PII Redaction
spanforge provides a field-level PII redaction framework that lets you mark sensitive values at the point of creation and apply policies before the event is stored, exported, or logged.
Sensitivity levels
Sensitivity defines five ordered levels:
from spanforge.redact import Sensitivity
Sensitivity.LOW # "low" — non-sensitive metadata
Sensitivity.MEDIUM # "medium" — pseudonymous or indirect identifiers
Sensitivity.HIGH # "high" — directly identifying but non-regulated
Sensitivity.PII # "pii" — personally identifiable information
Sensitivity.PHI # "phi" — protected health information (strictest)
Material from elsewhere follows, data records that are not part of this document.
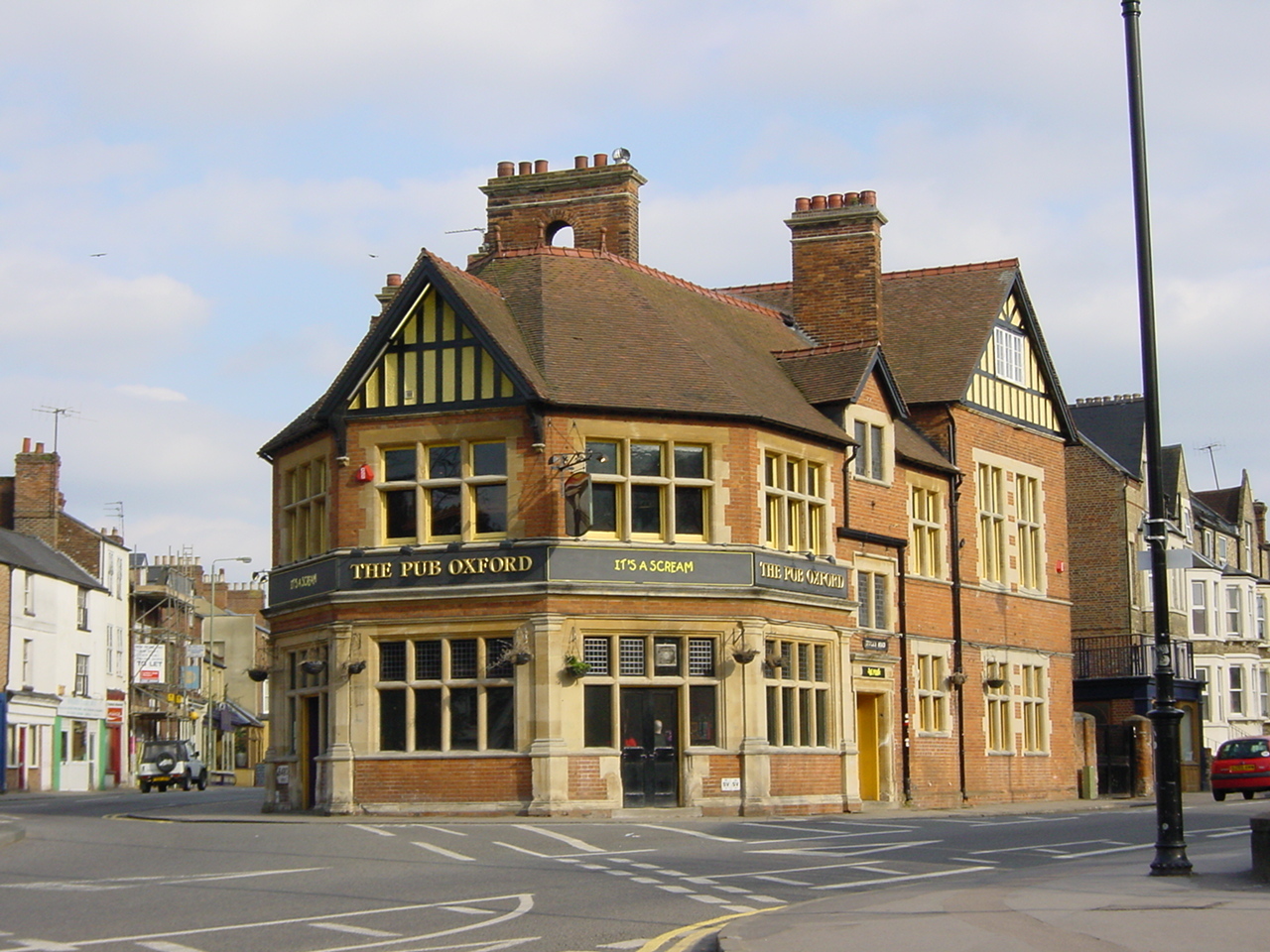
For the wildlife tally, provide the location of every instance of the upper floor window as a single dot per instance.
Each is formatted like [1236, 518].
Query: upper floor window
[649, 490]
[1032, 571]
[991, 494]
[1199, 608]
[304, 511]
[926, 532]
[81, 675]
[444, 492]
[870, 458]
[874, 602]
[1233, 610]
[1008, 356]
[795, 503]
[933, 699]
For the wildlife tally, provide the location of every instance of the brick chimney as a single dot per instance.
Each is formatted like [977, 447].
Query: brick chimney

Marking fields as redactable
Wrap any payload value in Redactable to mark it:
from spanforge import Event, EventType
from spanforge.redact import Redactable, Sensitivity
event = Event(
event_type=EventType.PROMPT_SAVED,
source="promptlock@1.0.0",
payload={
"prompt_text": Redactable(
value="User email: alice@example.com",
sensitivity=Sensitivity.PII,
pii_types={"email"},
),
"model": "gpt-4o", # plain value — not redactable
},
)
Applying a redaction policy
RedactionPolicy scrubs every Redactable field whose sensitivity is at or
above the policy's min_sensitivity:
from spanforge.redact import RedactionPolicy, Sensitivity
policy = RedactionPolicy(
min_sensitivity=Sensitivity.PII,
redacted_by="policy:corp-v1",
)
result = policy.apply(event)
# result.event.payload["prompt_text"] == "[REDACTED]"
# result.event.payload["model"] == "gpt-4o" (unchanged)
print(result.redaction_count) # 1
Inspecting redaction results
result = policy.apply(event)
print(f"{result.redaction_count} field(s) redacted")
# Check nothing was missed
from spanforge.redact import assert_redacted
assert_redacted(result.event)
# raises PIINotRedactedError if any PII field was left unredacted
Detecting PII without redacting
from spanforge.redact import contains_pii
if contains_pii(event):
print("Event contains PII — apply policy before exporting")
Built-in PII types
PII_TYPES provides the built-in set of PII type labels:
from spanforge.redact import PII_TYPES
print(PII_TYPES)
# frozenset({'email', 'phone', 'name', 'address', 'ip', 'ssn', 'dob', ...})
Policy-based workflow
The recommended workflow is:
- Tools emit events with
Redactablewrappers on all sensitive fields. - The event collector/exporter applies the appropriate
RedactionPolicybefore writing to storage or sending over the wire. - CI runs
assert_redacted()orcontains_pii()on sampled events to catch unannotated fields.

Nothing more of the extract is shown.